UKIP are flavour of the month. They will do well at the next european parliament elections too. But publicity and its attendant scrutiny will be the death of them. Nigel Farage may entertain television producers but there comes a point at which the joke begins to wear thin. A protest vote for a political entertainer is fine for council (or european) elections but not quite so appealing at a general election. You might enjoy a night out with Farage but you wouldn’t trust him to drive you home.

Even so UKIP will remain an irritant but, as I say, something like this has been brewing for a while. 2010’s brief bout of Cleggmania was another demonstration of the way in which politics now operates rather as the stock-market did at the height of the dot-com boom. “Traditional” stocks  – that is, political parties – are boring and under-valued; the thirst for the next new thing ensures that said fresh face is immediately over-valued. Everyone, at some level, “knows” this but worries that, just perhaps, they might miss the new thing that really is the next big thing. And so everyone piles in, just to be on the safe side. For now.

And yet even if under-valued, the traditional political parties are still in trouble. This is hardly a British phenomenon. From Ireland to Israel via Italy we have seen the rise of political outsiders who earn some measure of trust – at least for a while – precisely because they are not tainted by any association with the established political system.

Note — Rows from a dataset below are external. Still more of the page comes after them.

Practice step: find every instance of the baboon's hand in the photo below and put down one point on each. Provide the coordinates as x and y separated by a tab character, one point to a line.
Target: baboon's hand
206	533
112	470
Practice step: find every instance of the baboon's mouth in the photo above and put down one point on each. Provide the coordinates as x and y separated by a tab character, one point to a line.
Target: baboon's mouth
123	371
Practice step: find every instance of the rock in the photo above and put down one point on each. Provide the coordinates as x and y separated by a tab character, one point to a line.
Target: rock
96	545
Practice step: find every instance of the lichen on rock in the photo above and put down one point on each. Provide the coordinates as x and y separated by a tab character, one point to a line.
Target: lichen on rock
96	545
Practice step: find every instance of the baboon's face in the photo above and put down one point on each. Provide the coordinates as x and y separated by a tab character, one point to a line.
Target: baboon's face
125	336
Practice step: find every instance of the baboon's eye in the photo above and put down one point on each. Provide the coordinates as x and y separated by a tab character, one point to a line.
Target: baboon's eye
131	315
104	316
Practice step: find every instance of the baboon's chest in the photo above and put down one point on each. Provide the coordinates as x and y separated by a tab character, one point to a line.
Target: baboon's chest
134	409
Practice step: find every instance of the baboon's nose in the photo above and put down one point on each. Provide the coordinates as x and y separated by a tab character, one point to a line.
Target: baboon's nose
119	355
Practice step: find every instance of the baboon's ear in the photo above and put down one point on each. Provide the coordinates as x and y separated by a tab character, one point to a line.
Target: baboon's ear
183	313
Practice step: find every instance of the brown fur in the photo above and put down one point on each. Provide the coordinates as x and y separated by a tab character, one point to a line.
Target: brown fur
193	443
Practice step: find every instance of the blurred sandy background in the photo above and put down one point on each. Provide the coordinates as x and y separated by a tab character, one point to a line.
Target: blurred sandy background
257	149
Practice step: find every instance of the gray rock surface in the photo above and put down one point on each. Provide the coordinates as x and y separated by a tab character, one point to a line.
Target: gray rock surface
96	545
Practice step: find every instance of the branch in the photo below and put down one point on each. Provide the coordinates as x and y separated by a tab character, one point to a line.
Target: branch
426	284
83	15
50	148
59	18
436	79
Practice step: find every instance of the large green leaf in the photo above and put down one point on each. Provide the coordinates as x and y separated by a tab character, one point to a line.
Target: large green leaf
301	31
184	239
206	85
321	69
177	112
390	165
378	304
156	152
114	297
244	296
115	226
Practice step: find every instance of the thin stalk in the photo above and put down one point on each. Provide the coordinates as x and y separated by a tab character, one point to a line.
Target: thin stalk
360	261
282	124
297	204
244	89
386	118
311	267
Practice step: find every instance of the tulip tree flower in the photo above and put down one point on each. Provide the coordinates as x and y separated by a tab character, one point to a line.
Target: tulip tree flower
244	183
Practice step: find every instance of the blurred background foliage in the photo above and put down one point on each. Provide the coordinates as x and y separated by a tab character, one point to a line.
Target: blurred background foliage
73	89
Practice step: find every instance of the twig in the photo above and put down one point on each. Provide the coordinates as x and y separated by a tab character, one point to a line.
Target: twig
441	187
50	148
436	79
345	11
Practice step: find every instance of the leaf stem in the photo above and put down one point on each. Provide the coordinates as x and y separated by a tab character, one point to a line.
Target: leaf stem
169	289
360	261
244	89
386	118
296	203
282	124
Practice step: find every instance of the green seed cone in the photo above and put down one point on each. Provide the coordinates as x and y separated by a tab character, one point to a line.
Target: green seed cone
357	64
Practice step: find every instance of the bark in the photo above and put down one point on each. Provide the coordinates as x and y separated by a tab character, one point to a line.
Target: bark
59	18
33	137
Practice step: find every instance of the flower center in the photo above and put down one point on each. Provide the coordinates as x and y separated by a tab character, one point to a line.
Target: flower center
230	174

The brief flickering of the Tea Party in the United States was another example testifying to the frustrations of politics-as-usual and the Republican party’s multiple failures.

Nearly five years on from the financial crash, mainstream parties – of either left or right, though those labels matter less these days – are still looking for answers. Like Iain Martin, I’m surprised Theodore Roosevelt is not mentioned more often these days.

It is astonishing, really, that the financial (and political) elites have not suffered more. Torch and Pitchfork Inc have not prospered quite as much as you might have expected. Doubtless that reflects an appreciation that even political outsiders don’t have the answers either but I suspect it also reveals a certain depressed fatalism that is both disconcerting and problematic for the longer-term health of democratic politics.